There has been much debate about prepaid cards and opportunity costs. I’ve studied this topic in school and on my CPA exam, but I’ll admit I’m not expert on this topic, I can only share my opinion.
In Frequent Miler’s post yesterday, he states that the opportunity cost of using an AMEX SPG card to buy a Vanilla Reload card is 2 cents per mile. I think his article was quite confusing, but I’ll try to explain what he meant.
Let’s check out the definition from Wikipedia:
Opportunity cost is defined by a choice is the value of the best alternative forgone, in a situation in which a choice needs to be made between several mutually exclusive alternatives given limited resources.
This definition is too confusing, let’s try another:
Opportunity cost is what you have to forgo when you choose to do A rather than B. For example, the opportunity cost of Mr X donating blood is that he can’t attend his class on economics. In the healthcare sense, every dollar spent on research into breast cancer is a dollar less on research into type 1 diabetes.
Let’s assume option A is buying a prepaid Vanilla Reload card with AMEX SPG at 504 SPG points per $3.95.
Option B = Using a 2% cashback card to earn $10.08 per $3.95
Frequent Miler is saying that choosing option A would have an opportunity cost of $6, the amount you would forgo.
Choosing option B would forgo opportunity to buy 504 SPG points at $3.95. If you value SPG points at 2 cents per point, then you would be $6 ahead.
If you choose option A, you are saying that AMEX SPG is greater than 2% cash back because you would rather forgo the cash back.
If you choose option B, you are saying the 2% cash back is more valuable because you would rather forgo the opportunity to buy 504 SPG points at $3.95.
It all depends how much an SPG point is worth to you. If you think it is worth more than 2% cash back, then you should use an AMEX SPG card. I value an SPG point conservatively at 2.2 cents per point, so it makes sense to use an AMEX SPG card or a Barclaycard Arrival (also 2.2% back).
Comparing Other Credit Card Options
Let’s apply this definition to three different credit card options. For example, let’s use Barclaycard Arrival as “A”, AMEX SPG as “B”, and Chase Sapphire as “C”.
If I use “A”, my opportunity cost of forgoing B would be 1,108 Barclaycard points (at 2x + 10% rebate = $504*2.2 = 1,108) minus $3.95 or $7.13.
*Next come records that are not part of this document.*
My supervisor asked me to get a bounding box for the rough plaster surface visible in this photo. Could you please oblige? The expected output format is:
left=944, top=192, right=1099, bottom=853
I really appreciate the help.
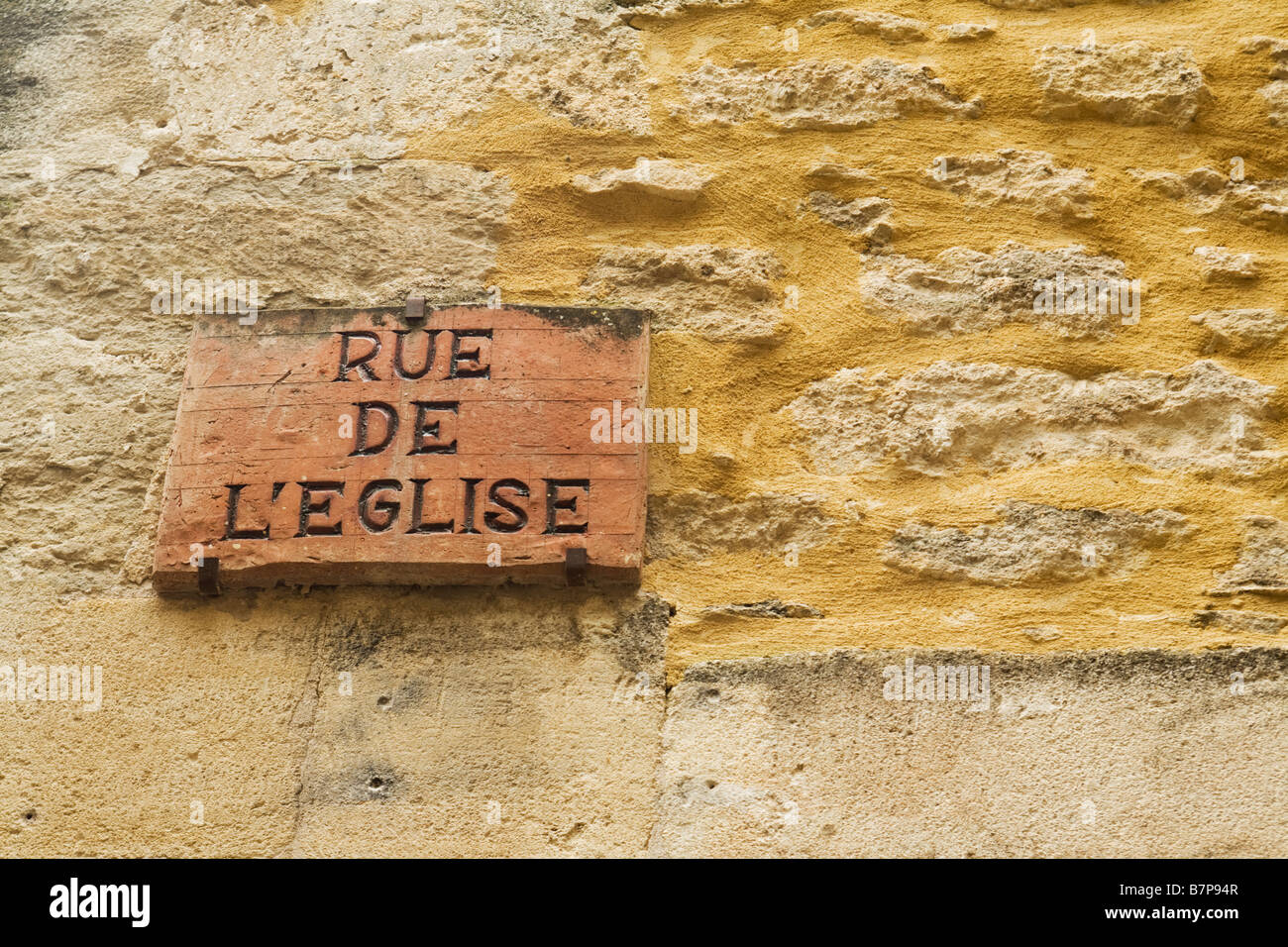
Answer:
left=0, top=0, right=1288, bottom=856
left=859, top=241, right=1127, bottom=338
left=787, top=361, right=1278, bottom=473
left=885, top=501, right=1185, bottom=585
left=926, top=149, right=1094, bottom=220
left=649, top=650, right=1288, bottom=858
If I use “B” my opportunity cost of forgoing A would be 504 SPG points (at 2.2 cents each) minus $3.95 = $7.13
If I use my Chase Sapphire card, I would earn 504 points at 1.5 cents each minus $3.95 = $3.61. The opportunity cost of forgoing option A/B would be 504 SPG or 1,108 Barclay points. This option has a higher opportunity cost than option A or B because 504 SPG or 1,108 Barclay points are more valuable than 504 UR points.
Therefore, I would equate the opportunity costs between using Barclaycard Arrival and AMEX SPG the same. The opportunity cost for Chase Sapphire Preferred is higher because you are forgoing the better option.
Opportunity costs when compared to non points related activity.
The other way to compare opportunity costs is hard to quantify. You would have to compare the opportunity costs between buying a Vanilla Reload to not buying a Vanilla Reload. Would you rather spend $3.95 to earn 504 SPG points or would you rather stay at home, save the money, and do nothing?
I’ve recently decided to stop buying Chase gift cards unless it’s for minimum spend because Walmart is far from me and quite frustrating with the broken machines and interesting workers. The opportunity costs of quitting is free points at Chase, while the opportunity costs of buying Chase gift cards is calling to activate the cards, the hassle of driving to Walmart, gas money, waiting in line, transferring via Bluebird, etc.
I think most of us here would buy Vanilla Reloads to earn more points to travel for a huge discount rather than do nothing. However, collecting points and miles is not free. It takes time and effort to collect points and miles. Also, driving around to Walmart and CVS is another cost. Writing this blog has opportunity costs. All of these activities and organizing our credit cards and points and miles is our “opportunity cost”. Sometimes is hard to quantify the two options. I would say that credit card churning has low opportunity costs because you aren’t giving up too much time and leisure to earn points. However, manufactured spending like Vanilla Reloads, Target Prepaid, Chase gift cards, etc. can have a bigger opportunity cost. That opportunity cost is that you could spend your time doing other things. It’s important to take a step back and ask yourself “Is it worth it?”
Did this post about prepaid cards and opportunity costs confuse you even more or was it helpful?